20代前半の頃、友だちが昇太師匠のファンで、一緒に落語会を観に行ったんです。そこに、うちの師匠・瀧川鯉昇も出演していました。この時、師匠の落語を聞いて、あまりの面白さに席から立ち上がれないくらいのショックを受けまして…。大学時代は落語研究会に入っていたので、初めて落語に触れたわけではなかったのですが、雷に打たれて動けないような衝撃(笑)。その足で師匠に入門のお願いに行きました。
―凄い行動力ですね!
普段の僕は行動力があるタイプではないんです。でも、その時の師匠は、僕にそうさせてしまうほど魅力的で、素敵でした。師匠は50代だったかな。
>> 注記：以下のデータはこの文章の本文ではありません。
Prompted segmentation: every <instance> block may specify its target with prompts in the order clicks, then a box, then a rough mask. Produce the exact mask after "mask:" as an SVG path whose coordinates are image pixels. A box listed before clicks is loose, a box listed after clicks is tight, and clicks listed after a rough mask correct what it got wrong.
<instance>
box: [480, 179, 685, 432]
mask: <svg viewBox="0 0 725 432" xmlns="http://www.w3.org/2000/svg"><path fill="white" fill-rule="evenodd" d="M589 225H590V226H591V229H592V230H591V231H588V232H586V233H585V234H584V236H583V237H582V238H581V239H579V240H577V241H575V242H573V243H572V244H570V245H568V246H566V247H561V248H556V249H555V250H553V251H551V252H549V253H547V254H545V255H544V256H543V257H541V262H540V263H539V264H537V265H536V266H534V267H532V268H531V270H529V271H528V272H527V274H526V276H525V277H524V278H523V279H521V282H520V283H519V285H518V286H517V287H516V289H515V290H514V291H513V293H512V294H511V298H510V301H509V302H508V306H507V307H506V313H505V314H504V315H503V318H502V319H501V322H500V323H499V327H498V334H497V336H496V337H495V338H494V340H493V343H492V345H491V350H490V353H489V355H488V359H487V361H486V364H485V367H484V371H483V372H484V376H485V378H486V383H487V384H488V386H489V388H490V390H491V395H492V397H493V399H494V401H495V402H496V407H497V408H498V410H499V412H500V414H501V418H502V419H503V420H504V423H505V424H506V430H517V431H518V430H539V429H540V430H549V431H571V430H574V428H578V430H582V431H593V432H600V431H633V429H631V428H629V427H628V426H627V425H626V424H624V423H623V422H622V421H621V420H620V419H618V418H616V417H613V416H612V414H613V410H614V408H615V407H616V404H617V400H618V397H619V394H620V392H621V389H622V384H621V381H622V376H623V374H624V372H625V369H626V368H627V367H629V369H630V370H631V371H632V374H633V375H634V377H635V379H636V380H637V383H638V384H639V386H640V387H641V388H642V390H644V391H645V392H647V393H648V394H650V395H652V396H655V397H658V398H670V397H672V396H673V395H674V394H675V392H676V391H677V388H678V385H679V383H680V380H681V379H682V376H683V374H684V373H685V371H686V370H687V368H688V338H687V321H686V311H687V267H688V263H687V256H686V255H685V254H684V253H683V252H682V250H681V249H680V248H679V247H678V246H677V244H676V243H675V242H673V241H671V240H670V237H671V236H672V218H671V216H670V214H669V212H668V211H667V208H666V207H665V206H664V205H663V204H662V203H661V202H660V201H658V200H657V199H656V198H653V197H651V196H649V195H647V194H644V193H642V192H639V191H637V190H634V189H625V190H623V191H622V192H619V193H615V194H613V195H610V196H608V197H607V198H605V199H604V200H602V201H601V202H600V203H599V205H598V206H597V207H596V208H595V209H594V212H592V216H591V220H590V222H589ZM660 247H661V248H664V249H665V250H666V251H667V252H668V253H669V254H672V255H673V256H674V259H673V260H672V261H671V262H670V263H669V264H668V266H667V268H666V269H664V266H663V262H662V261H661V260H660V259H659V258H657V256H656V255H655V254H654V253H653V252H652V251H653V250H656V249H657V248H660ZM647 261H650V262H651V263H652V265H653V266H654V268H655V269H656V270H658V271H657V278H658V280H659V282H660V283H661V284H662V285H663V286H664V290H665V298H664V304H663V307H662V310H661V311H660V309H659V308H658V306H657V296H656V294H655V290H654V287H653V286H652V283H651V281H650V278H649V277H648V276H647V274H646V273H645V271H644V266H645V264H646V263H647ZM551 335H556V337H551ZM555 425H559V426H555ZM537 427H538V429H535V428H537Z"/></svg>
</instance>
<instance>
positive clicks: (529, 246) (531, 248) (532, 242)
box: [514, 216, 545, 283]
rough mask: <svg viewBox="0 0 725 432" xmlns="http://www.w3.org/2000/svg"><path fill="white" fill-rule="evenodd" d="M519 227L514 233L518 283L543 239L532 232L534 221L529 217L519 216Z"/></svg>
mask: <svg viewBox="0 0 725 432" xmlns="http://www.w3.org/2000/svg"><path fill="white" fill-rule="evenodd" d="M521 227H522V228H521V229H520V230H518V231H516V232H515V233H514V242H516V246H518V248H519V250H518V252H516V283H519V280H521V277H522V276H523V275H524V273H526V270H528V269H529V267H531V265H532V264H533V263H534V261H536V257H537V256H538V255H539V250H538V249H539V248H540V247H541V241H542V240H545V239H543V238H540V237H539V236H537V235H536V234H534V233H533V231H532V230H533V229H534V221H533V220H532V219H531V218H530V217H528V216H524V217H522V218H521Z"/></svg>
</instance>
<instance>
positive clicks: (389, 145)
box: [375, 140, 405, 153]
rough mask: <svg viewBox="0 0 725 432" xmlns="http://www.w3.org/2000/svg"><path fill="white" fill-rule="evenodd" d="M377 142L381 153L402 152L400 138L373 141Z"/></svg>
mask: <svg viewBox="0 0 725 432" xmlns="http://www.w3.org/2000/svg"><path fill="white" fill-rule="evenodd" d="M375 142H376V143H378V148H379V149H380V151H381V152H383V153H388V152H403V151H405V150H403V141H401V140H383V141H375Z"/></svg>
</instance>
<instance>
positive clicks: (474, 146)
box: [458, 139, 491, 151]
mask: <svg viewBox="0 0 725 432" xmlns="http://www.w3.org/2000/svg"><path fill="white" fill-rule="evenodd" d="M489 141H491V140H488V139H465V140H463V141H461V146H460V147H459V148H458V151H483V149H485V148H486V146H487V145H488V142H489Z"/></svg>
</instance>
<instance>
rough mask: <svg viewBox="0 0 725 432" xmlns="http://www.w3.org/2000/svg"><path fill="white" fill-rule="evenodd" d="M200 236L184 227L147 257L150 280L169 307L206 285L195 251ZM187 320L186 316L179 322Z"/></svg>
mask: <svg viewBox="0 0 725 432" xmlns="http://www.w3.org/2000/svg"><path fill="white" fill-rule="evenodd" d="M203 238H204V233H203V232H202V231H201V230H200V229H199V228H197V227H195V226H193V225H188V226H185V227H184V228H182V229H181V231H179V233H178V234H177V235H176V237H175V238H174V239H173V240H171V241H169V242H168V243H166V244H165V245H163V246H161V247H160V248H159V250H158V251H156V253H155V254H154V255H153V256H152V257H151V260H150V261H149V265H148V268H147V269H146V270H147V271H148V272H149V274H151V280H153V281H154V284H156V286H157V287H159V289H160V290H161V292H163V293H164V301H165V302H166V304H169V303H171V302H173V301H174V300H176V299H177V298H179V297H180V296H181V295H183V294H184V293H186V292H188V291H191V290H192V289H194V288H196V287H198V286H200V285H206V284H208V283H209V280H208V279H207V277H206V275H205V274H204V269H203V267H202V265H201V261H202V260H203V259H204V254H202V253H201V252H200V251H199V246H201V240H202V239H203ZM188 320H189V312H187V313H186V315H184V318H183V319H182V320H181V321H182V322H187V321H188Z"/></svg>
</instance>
年を重ねて、こんなに面白い人がいるんだという驚きもありました。
落語は一生の趣味になる!
―初心者も、落語を楽しめますか?
落語は伝統芸能というイメージがあるかもしれませんが、もともとは大衆芸能。テレビや映画、小説を読むのと同じ感覚で、気楽に来ていただければ大丈夫です。若い人には、落語は一生の趣味になるって事を伝えたいですね。
―“一生の趣味”っていいですね。
一度落語を好きになると、その先には芳醇な世界が広がっているんです。僕自身、20歳で落語に出合い、年を重ねるほど、落語を聞く深みにはまっています。
―江戸時代から語り継がれている話もありますしね。
何百年の風雪にも耐えて残っているだけあって、落語は引き出しの数が多いんです。古典落語には、人間の嫌な部分を描きながらも「くよくよしなくて、いいんだよ!」という前向きなメッセージが入っています。逆に、新作落語は、今を生きている我々と同じ感覚で作られているので、初めての人も取っ付きやすいかもしれないですね。
―ぜひ、生で聴いて欲しいですね。
はい、ぜひ生で!今は便利な時代なので、家にネット環境があれば、いろんなエンターテインメントを楽しめます。そんな中、落語会に足を運んで、お金を使うのは、不便な事だと思うんです。でも、逆に会場へ足を運んで、皆と一緒に観ることが贅沢だと思いませんか。お客様がウケて笑ってくれると、落語家もノッて良いパフォーマンスをする。更にお客様がウケるという、会場ならではの相乗効果を体験していただくと、もう落語に病みつきですよ。